Jon Daveline, chairman of the new group, said nearly $500 million of lottery proceeds had gone to economic development projects in the lottery's 13-year history.
"You don't turn economic development and those long-term investments on and off," Daveline said during a news conference at the headquarters of Hill's Pet Nutrition Inc.
Walt George, Hill's vice president of customer service, said lottery money provided about $350,000 to help create more than 60 jobs and provide job training for 250 employees at his company.
Kim Wilcox, executive director of the state Board of Regents, noted that $9.8 million of the lottery money each year went for technical education.
Kansas University received about $2 million this year in economic development funds from the Kansas Technology Enterprise Corp., which is funded by lottery money. The money went to Higuchi Biosciences Center and the Information & Telecommunication Technology Center.
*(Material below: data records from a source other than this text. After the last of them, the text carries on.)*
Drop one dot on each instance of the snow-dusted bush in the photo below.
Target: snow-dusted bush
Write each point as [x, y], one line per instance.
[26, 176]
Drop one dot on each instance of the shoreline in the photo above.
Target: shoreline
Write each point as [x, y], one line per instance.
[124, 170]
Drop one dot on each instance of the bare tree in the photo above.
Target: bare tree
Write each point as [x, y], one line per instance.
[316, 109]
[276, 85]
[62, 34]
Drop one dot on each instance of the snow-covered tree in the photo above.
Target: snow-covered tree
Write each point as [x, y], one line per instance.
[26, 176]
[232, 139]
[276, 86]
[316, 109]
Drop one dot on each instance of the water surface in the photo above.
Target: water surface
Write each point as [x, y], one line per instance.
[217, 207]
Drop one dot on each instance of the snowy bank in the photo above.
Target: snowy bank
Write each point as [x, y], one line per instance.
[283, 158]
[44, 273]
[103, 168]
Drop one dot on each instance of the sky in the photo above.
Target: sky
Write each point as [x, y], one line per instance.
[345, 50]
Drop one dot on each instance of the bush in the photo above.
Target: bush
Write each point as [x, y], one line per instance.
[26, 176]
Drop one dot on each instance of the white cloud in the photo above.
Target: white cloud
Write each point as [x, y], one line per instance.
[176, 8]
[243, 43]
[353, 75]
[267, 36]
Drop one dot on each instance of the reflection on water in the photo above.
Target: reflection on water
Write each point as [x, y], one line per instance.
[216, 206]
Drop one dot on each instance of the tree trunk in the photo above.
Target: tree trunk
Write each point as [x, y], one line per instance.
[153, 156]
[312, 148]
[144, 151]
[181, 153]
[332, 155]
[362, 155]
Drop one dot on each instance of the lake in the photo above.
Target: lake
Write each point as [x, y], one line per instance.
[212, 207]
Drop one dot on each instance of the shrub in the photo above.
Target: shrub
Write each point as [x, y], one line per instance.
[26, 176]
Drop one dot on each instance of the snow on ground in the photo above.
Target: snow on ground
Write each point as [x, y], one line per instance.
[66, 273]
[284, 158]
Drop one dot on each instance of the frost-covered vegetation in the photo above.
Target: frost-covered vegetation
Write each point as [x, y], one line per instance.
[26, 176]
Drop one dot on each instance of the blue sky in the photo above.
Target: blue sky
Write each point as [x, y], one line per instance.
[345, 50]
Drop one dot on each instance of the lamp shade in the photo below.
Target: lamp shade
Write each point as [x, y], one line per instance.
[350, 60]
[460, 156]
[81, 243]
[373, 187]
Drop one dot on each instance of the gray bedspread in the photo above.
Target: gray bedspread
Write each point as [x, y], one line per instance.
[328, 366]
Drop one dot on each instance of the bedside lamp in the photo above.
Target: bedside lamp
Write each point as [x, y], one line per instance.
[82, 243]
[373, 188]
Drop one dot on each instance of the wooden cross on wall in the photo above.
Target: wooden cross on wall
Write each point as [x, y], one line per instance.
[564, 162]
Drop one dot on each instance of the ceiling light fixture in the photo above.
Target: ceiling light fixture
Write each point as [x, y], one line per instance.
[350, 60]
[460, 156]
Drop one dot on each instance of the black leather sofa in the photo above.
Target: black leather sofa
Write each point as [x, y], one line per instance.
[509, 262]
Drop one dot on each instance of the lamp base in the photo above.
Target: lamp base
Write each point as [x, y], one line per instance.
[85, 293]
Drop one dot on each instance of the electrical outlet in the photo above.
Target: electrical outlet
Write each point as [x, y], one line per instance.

John Fowler, president and chief executive officer of the KCCI, said he didn't think recent negative publicity surrounding the lottery would hurt its chances of renewal.
Debi Moore, KIDA president, agreed.
"You don't throw out a program because there have been some problems with it," said Moore, who is senior vice president for economic development at the Lawrence Chamber of Commerce. "The lottery expenditures have worked for Kansas."
Last month, former employee Richard Lee Knowlton was charged with altering dozens of computer records and tickets to create nearly $63,000 worth of bogus lottery prizes for himself. He faces 268 theft, computer crime and official misconduct charges.
Knowlton says he did alter some tickets and cashed them, but only to show lottery officials flaws in their security.
Fowler said a survey sponsored by the KCCI and the KIDA showed that 62 percent of respondents favored renewing the lottery. The survey was taken in late September, shortly after Knowlton was charged.